The bookies' favourite will surely be Michael Ondaatje, the only previous winner of the prize on the list, having shared the 1992 Booker prize with Barry Unsworth. "For a short time," he said, "
I was a legend in my own lunchtime". Ondaatje also
won the public vote to choose the 'Golden' Man Booker Prize earlier this month.
The English Patient had been Kamila Shamsie's choice from the 1990s winners.
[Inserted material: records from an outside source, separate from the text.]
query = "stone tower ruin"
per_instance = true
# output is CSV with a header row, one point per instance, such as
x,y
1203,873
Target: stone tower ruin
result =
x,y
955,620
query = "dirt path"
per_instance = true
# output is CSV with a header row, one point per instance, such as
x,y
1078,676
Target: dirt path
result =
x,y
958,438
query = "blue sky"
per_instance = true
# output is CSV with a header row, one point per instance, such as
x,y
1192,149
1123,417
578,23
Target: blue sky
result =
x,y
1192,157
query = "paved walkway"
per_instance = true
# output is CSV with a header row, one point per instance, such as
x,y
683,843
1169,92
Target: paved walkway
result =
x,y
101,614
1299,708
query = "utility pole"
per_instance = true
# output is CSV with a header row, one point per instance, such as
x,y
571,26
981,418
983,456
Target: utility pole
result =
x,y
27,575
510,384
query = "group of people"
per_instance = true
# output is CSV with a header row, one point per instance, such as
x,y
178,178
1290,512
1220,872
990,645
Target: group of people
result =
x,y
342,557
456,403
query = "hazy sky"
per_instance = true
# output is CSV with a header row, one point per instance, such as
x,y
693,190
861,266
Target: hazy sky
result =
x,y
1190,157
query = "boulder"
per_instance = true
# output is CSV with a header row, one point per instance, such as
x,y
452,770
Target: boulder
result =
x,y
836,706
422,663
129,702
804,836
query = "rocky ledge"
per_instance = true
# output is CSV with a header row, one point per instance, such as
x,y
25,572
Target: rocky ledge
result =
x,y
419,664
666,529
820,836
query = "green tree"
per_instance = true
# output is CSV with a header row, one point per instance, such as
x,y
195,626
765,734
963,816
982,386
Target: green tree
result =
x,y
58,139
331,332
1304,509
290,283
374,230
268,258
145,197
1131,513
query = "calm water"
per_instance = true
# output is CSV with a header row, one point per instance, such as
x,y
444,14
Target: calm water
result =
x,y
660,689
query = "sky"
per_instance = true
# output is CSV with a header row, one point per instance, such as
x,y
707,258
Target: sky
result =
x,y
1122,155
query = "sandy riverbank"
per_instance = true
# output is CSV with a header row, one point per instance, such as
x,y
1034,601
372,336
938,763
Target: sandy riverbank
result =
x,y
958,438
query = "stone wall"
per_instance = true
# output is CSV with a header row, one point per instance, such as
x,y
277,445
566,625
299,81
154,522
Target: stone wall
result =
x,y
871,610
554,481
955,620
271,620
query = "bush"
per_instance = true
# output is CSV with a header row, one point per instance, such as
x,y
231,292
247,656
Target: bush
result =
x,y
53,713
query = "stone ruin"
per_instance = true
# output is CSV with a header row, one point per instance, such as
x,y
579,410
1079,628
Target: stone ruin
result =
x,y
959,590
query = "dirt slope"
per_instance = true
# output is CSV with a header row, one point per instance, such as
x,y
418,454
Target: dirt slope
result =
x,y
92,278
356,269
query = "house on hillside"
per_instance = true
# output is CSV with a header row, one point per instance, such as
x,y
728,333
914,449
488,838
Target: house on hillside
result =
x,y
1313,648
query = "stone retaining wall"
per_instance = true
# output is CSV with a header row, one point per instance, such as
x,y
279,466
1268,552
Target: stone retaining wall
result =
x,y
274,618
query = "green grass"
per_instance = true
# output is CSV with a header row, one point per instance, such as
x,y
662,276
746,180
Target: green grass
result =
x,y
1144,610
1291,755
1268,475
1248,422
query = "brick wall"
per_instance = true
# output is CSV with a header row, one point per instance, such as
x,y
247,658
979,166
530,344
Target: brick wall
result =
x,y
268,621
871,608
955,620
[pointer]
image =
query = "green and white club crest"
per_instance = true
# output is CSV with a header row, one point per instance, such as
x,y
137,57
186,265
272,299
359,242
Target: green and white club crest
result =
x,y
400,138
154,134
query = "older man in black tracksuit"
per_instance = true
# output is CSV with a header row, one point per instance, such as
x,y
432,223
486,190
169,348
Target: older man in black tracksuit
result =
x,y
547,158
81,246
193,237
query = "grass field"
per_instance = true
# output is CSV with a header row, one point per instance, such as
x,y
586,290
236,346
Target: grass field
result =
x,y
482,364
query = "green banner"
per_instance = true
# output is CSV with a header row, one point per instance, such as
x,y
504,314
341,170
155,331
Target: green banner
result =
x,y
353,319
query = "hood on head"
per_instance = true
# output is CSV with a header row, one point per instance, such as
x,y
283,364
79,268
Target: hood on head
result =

The other shortlisted titles were:
In a Free State by V.S Naipaul (chosen by Robert McCrum from he first decade of the prize);
Moon Tiger by Penelope Lively (chosen by Lemn Sissay from the 1980s);
Wolf Hall by Hilary Mantel (chosen by Simon Mayo from the 2000s); and
Lincoln in the Bardo by George Saunders (chosen by Hollie McNish from this decade).
Also since I last got around to blogging, the Polish author Olga Tokarczuk (along with translator Jennifer Croft) won the 2018 Man Booker International Prize for
Flights, and the judges for the 2019 Man Booker International Prize have been
announced.
As always there are many excellent novels that didn't make the longlist. I am most disappointed by the omission of
Travelling In A Strange Land by David Park - a beautiful, touching novel which, if you haven't already read it, should be on your Christmas list. Unless this miserable burning world ends before then.